In one video, a man is beaten, and then left alone when he cleans up his own blood until the beating resumes.

For the next 10 minutes, the victim paces and tries to clean up his own blood. A few onlookers go back to working out in the corner—until suddenly the beating resumes…roughly 14 minutes after the attack began, deputies show up and order everyone to the ground, said the Times.

Michele Deitch—a senior lecturer in criminal justice at University of Texas in Austin—said she was “utterly stunned” by the brutality and lack of oversight, particularly after watching the 20-minute clip, the Times wrote.

“There was absolutely no supervision,” she said. “That that could be happening with cameras on and no one comes is mind-boggling,” although the LA County Sheriff’s Dept. claimed, added the Times, video feeds are not always monitored in “real time.”

The Times said, “Officials were not immediately able to determine who made the compilation of videos or why, and…said any investigation would be difficult without a copy of the drive that contained them.”

The LA Times said “it was more than a year ago that an inmate worker spotted the drive in the trash at Men’s Central Jail. With no way to know what it contained, the worker plucked it out of the garbage and began trying to sell it to other inmates….the man instead hung onto it, sometimes hiding it inside his body for weeks.”

“It was only once he was finally released that he was able to access a laptop and see everything on it. There were dozens of reports on arrests, crimes behind bars and uses of force — all authored by different people and stored in a folder labeled: ‘My Reports.’ There were audio clips of assorted dispatch calls. Training manuals. Pictures of tattoos. And dozens of violent videos,” the Times noted.

The LA Times cites, “One of the videos from inside Men’s Central Jail shows footage of a hallway on the 2000 floor, where a shirtless man is seated alone on a bench with his back against the walls and his hands cuffed behind him. There’s a jailer standing watch as a line of inmates files past. Seconds later, a heavily tattooed inmate walks up and speaks to the handcuffed man.

“The handcuffed man does not acknowledge him, instead pointedly turning his head away. The deputy shoos the tattooed man away, then quickly turns and walks off himself, leaving the handcuffed man defenseless and unattended.

“Within seconds, the tattooed man circles back, bursting into the frame and punching the handcuffed inmate repeatedly, knocking him off the bench. The handcuffed man tries to back away, but his attacker continues pummeling him until a deputy—the same deputy who left them unattended—intervenes.”  

The LA Times story notes the American Civil Liberties Union filed a class action lawsuit a decade ago alleging that “degrading, cruel and sadistic deputy attacks on inmates” had become a common occurrence. The suit led to a 2015 settlement agreement, with which the county has never fully complied, added the Times.
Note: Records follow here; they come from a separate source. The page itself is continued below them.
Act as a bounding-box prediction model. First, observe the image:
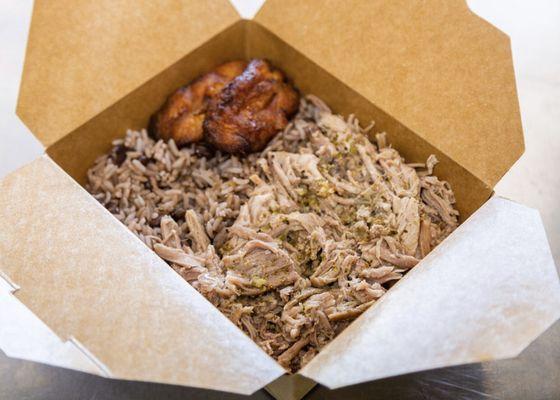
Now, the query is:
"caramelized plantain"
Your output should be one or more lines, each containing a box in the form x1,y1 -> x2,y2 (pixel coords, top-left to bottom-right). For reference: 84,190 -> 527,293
203,60 -> 299,154
149,61 -> 247,146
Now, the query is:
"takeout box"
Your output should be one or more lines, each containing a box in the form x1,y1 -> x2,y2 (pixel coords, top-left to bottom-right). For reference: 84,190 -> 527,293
0,0 -> 560,399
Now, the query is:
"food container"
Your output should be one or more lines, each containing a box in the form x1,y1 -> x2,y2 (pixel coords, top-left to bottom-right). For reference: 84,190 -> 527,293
0,0 -> 560,399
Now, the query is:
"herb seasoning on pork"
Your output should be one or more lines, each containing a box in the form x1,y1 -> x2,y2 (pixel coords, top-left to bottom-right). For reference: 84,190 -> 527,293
87,96 -> 458,371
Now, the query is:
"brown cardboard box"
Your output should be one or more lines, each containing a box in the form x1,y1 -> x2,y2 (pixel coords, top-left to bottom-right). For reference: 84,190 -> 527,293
0,0 -> 560,399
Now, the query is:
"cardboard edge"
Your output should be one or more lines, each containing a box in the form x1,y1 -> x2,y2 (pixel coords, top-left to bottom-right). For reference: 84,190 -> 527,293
264,373 -> 317,400
0,153 -> 286,395
19,0 -> 245,149
298,195 -> 560,390
0,271 -> 112,378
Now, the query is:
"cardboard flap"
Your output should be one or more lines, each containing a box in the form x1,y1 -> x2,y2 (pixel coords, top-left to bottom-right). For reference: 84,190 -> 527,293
255,0 -> 523,187
0,157 -> 284,394
17,0 -> 240,147
301,197 -> 560,388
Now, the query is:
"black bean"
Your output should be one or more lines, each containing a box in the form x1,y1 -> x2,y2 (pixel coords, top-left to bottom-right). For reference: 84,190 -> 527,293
194,144 -> 215,158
Another clip, labeled “Jail Baby Fetus,” shows “a woman sitting in a wheelchair that’s been left in a jail hallway. Her head nods and lolls about, but she’s otherwise motionless,” write the Times, adding, “Suddenly, she gives birth, and her newborn falls onto the jail floor. The woman doesn’t reach down to get the child or move her arms, which seem to be affixed to the arms of the wheelchair.”

Jail officials told The Times “both the mother and her baby survived.”